Denkbar ist des Weiteren, dass es zu erheblichen Lieferengpässen und Ausfällen kommen kann, was sich sodann zwangsläufig auf die Auftragstermine auswirken wird. D. h., auch terminliche Aspekte können zum Aufklärungsgegenstand werden.
Gem. § 15 Abs. 1 Nr. 1 VOB/A-EU darf der öffentliche Auftragnehmer in seinem pflichtgemäßen Ermessen die Aufklärung der Erfüllbarkeit etwaiger Auftragstermine vornehmen; eine Handlungspflicht ist zumindest im Falle von Bauvergaben also nicht zwingend. Gleichwohl wird angesichts der aktuellen Krisen zumeist davon auszugehen sein, dass sich das pflichtgemäße Ermessen auf Null reduziert, also aufgrund der aktuellen besonderen Umstände eine Aufklärung der Erfüllbarkeit von Auftragsterminen letztlich doch nahezu zwingend erscheint.
Da ein dennoch erteilter Zuschlag im Einzelfall gar als Vergabeverstoß gewertet werden könnte, sollte dies nicht unbeachtet bleiben. Auch gemäß den Grundsätzen von Treu und Glauben gilt, dass der öffentliche Auftraggeber jedenfalls nicht sehenden Auges ein Angebot bezuschlagen darf, bei dem er bereits bei Zuschlagserteilung Zweifel an der Umsetzbarkeit wesentlicher Teile des Auftrages hat.

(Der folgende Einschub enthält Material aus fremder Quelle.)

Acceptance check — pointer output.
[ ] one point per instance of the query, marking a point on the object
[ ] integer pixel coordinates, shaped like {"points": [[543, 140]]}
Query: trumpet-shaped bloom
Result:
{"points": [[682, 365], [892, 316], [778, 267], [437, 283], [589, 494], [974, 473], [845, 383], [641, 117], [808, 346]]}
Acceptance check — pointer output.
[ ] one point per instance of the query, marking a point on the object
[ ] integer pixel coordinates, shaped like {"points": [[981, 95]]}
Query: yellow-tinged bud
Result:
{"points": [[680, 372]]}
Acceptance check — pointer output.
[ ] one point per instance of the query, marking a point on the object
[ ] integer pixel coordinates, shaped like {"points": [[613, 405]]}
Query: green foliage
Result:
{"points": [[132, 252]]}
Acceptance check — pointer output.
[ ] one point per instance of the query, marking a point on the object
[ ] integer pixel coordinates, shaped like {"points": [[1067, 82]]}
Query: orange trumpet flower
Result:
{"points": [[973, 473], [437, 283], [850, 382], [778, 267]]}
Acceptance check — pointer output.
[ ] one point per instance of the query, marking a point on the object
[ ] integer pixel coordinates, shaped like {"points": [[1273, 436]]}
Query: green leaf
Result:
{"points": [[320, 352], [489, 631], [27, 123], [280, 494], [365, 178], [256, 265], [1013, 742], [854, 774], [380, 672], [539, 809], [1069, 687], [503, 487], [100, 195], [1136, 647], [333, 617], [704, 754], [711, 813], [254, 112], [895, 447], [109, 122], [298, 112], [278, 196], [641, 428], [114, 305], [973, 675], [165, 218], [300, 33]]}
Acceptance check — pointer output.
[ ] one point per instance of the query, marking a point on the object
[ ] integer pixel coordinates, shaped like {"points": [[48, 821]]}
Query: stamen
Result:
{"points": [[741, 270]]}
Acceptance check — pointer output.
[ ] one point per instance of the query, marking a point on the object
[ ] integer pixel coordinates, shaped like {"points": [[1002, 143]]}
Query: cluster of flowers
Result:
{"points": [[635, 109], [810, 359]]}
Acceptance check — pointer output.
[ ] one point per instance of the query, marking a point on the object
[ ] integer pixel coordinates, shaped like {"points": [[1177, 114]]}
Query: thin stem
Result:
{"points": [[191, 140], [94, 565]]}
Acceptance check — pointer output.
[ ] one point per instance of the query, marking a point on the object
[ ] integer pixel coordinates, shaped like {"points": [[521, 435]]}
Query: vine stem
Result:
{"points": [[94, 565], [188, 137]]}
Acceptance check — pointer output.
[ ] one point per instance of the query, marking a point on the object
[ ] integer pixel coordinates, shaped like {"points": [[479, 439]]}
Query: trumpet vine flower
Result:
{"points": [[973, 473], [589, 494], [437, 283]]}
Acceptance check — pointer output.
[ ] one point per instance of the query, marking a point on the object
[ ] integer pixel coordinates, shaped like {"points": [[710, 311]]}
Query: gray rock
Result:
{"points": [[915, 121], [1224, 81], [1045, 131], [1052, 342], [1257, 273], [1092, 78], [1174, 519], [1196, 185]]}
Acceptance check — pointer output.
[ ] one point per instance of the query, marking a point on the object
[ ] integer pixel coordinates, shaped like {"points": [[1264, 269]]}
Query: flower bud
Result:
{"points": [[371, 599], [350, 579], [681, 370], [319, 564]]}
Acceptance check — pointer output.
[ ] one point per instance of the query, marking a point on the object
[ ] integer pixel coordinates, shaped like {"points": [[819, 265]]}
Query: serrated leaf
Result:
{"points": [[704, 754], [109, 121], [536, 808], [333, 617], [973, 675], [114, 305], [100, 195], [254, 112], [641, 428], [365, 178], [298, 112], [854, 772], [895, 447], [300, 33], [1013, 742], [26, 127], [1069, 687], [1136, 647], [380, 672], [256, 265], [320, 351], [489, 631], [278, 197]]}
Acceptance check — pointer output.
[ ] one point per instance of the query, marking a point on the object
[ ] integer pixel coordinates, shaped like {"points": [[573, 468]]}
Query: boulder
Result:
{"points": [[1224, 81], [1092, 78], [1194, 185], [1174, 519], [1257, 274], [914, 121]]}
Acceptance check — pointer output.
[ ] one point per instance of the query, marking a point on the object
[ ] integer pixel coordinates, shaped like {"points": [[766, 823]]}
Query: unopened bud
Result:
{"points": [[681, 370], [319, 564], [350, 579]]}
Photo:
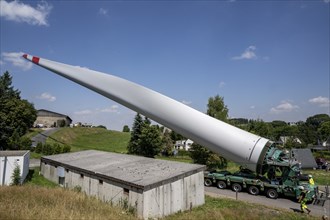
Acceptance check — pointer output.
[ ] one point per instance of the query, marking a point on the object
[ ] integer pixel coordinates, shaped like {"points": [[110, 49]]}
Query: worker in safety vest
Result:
{"points": [[310, 180], [303, 200]]}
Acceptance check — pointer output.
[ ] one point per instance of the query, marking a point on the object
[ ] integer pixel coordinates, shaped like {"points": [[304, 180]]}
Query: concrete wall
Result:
{"points": [[182, 194], [8, 164]]}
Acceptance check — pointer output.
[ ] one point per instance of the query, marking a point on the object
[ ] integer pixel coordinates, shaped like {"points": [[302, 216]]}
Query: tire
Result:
{"points": [[221, 184], [253, 190], [236, 187], [208, 182], [272, 194]]}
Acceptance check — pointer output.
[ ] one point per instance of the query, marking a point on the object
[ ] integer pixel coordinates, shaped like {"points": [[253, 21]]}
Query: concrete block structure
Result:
{"points": [[49, 119], [8, 162], [154, 188]]}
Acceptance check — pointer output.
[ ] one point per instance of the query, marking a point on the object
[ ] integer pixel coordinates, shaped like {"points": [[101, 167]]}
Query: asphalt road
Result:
{"points": [[282, 203]]}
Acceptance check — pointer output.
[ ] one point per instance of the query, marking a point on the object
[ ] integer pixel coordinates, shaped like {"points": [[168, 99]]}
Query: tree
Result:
{"points": [[145, 139], [150, 142], [324, 131], [16, 115], [133, 144], [167, 143], [126, 128], [201, 155], [217, 109]]}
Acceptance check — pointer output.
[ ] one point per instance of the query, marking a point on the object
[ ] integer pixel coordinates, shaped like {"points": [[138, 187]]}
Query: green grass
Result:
{"points": [[81, 138], [33, 132], [34, 179], [321, 177]]}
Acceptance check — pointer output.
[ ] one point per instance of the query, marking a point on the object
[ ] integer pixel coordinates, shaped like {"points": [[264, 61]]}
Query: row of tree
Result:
{"points": [[314, 131], [148, 140], [16, 116]]}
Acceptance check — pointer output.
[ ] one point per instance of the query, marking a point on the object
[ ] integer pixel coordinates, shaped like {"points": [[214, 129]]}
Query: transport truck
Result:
{"points": [[257, 154], [257, 184]]}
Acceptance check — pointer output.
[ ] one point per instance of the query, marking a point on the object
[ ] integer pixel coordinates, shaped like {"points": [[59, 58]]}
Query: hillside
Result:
{"points": [[81, 138], [37, 202]]}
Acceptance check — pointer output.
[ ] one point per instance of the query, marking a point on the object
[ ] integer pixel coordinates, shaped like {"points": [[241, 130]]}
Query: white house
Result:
{"points": [[183, 144], [9, 160]]}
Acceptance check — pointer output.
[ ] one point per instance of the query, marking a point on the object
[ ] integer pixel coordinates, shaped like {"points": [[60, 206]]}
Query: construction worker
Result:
{"points": [[302, 200], [310, 180]]}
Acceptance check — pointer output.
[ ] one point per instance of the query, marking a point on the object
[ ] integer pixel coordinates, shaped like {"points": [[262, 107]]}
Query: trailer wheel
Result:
{"points": [[236, 187], [221, 184], [253, 190], [208, 182], [272, 194]]}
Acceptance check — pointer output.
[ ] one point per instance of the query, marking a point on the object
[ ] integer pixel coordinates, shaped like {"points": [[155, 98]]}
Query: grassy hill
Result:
{"points": [[81, 138], [36, 202]]}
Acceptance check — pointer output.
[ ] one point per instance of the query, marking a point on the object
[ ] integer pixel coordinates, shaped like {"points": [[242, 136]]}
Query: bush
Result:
{"points": [[66, 149]]}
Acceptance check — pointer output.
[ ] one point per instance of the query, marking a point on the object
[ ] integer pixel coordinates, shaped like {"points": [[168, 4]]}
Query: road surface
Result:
{"points": [[261, 199]]}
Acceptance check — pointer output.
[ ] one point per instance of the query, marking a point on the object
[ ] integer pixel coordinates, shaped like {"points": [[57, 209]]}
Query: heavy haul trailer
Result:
{"points": [[256, 184], [251, 151]]}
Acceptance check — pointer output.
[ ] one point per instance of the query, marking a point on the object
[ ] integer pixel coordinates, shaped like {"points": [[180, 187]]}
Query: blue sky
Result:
{"points": [[268, 59]]}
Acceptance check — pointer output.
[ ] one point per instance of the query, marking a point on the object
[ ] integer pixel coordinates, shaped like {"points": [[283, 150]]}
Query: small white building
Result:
{"points": [[9, 160], [154, 188], [183, 144]]}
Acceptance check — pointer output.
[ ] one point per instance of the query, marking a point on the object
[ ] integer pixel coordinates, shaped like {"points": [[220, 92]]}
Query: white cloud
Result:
{"points": [[320, 101], [47, 96], [20, 12], [186, 102], [15, 58], [84, 112], [285, 106], [103, 11], [112, 109], [248, 54]]}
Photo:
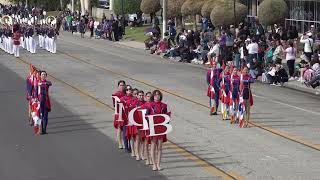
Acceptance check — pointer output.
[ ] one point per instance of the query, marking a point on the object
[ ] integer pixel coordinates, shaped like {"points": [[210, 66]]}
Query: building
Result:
{"points": [[302, 13], [5, 2]]}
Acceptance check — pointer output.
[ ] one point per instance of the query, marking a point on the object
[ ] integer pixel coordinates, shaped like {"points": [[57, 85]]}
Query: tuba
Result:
{"points": [[51, 20], [7, 20]]}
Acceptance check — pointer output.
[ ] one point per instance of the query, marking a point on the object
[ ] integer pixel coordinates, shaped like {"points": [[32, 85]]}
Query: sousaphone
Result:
{"points": [[6, 20], [51, 20]]}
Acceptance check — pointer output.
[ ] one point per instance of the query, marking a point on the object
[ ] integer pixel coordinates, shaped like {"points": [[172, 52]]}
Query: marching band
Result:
{"points": [[38, 99], [142, 123], [16, 32], [232, 91]]}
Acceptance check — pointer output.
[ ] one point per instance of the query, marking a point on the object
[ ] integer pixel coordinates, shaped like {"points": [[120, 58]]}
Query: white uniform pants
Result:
{"points": [[32, 45], [21, 42], [27, 44], [41, 41], [16, 49], [53, 45]]}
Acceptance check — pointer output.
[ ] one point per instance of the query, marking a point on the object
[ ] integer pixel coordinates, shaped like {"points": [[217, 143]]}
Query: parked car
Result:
{"points": [[104, 4]]}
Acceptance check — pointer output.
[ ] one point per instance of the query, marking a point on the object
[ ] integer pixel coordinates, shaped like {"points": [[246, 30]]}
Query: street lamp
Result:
{"points": [[123, 18], [164, 17], [234, 12]]}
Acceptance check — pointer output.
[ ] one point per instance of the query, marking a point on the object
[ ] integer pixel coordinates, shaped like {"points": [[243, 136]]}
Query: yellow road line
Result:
{"points": [[202, 163], [268, 129]]}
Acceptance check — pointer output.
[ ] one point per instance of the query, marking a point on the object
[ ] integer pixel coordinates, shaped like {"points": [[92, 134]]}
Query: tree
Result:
{"points": [[130, 6], [224, 13], [192, 7], [150, 6], [174, 8], [272, 11], [208, 6]]}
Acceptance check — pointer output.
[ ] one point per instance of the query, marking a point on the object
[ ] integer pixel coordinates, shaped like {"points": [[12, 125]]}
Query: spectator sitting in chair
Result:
{"points": [[277, 75], [151, 41], [315, 80]]}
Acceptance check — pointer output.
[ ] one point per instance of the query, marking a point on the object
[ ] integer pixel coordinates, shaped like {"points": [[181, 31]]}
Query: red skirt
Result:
{"points": [[131, 131], [159, 130], [117, 123], [143, 135]]}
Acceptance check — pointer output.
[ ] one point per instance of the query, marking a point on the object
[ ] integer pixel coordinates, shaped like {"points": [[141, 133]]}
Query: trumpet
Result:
{"points": [[6, 20], [51, 20]]}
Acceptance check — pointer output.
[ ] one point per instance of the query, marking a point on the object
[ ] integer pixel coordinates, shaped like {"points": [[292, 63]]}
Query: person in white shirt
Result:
{"points": [[278, 52], [291, 58], [214, 52], [308, 44], [253, 49]]}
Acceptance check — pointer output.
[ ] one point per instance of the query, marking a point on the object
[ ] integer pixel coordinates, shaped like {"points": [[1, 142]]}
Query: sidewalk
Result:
{"points": [[291, 84]]}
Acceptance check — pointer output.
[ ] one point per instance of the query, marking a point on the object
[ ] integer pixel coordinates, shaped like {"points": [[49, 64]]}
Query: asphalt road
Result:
{"points": [[84, 71], [81, 152]]}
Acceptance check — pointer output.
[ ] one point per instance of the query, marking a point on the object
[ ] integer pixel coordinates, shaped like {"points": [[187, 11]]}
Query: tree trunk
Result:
{"points": [[82, 7], [194, 22], [61, 5]]}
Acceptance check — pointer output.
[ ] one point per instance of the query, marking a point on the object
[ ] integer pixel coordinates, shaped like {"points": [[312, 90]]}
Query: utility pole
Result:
{"points": [[123, 18], [234, 13], [164, 17], [72, 6]]}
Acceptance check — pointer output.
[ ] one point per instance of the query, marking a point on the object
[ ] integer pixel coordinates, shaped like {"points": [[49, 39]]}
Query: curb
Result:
{"points": [[286, 85]]}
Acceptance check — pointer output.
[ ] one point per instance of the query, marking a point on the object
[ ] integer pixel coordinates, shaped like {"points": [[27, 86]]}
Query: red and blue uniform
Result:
{"points": [[45, 105], [213, 80], [127, 101], [225, 88], [245, 88], [133, 130], [117, 123], [158, 108]]}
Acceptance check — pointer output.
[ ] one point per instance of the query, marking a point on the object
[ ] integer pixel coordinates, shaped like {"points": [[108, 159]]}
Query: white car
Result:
{"points": [[104, 4]]}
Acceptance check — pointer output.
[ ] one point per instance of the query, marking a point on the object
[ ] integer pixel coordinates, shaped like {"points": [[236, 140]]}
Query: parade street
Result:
{"points": [[283, 141]]}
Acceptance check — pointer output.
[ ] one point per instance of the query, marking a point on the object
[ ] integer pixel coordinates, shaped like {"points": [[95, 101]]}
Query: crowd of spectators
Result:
{"points": [[275, 56], [109, 29]]}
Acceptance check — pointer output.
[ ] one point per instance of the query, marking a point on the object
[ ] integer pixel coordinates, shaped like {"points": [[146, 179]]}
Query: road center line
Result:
{"points": [[202, 163]]}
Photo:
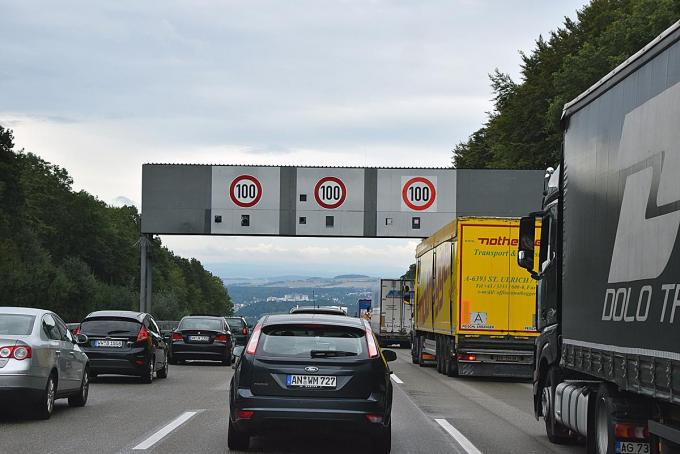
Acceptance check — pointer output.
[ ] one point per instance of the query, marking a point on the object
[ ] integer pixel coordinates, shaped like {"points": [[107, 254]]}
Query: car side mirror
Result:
{"points": [[389, 355]]}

Solange der Zuschlag noch aussteht, dürften die vorstehenden Aspekte durchgreifen. Öffentliche Auftraggeber sollten daher aktuell die Preise und die weiteren Entwicklungen, insbesondere im Bau- und Rohstoffpreissegment, wie auch ggf. terminliche und sonstige betroffene Aspekte umfassend aufklären. Regelmäßig dürften alle Angebote eines Verfahrens von den unvorhersehbaren Marktentwicklungen betroffen sein, dies wird nicht nur einzelne Bieter betreffen. Ist dies der Fall, können Verfahren zurückversetzt werden, damit Bieter Gelegenheit zur Überarbeitung der Angebote erhalten. Zudem wird es regelmäßig angezeigt sein, über eine Erweiterung der Vertragsunterlagen um geeignete Preisklauseln nachzudenken. Sollte ein öffentlicher Auftraggeber hingegen die aktuelle Situation nicht berücksichtigen und ohne weitere Prüfung gleichwohl den Zuschlag erteilen, könnte hierin ein erheblicher Verstoß gegen bestehende Rücksichtnahmepflichten aus §§ 241 Abs. 2 BGB und den Grundsätzen von Treu und Glauben liegen, der wiederum einen schweren Mangel im Vergabeverfahren darstellt. Gerade im Falle von geförderten Vergaben, sollte mithin dringlichst darauf geachtet werden, keine solchen Vergabefehler zu provozieren.
Aus Sicht der Bieter gilt, dass sie auf die (nachträgliche) Unauskömmlichkeit ihrer Preiskalkulation sowie die Unmöglichkeit der Einhaltung von Auftragsterminen hinzuweisen haben. Ggf. ist dies unmittelbar zu rügen, um so die notwendigen Voraussetzungen für ein Vergabenachprüfungsverfahren zu schaffen.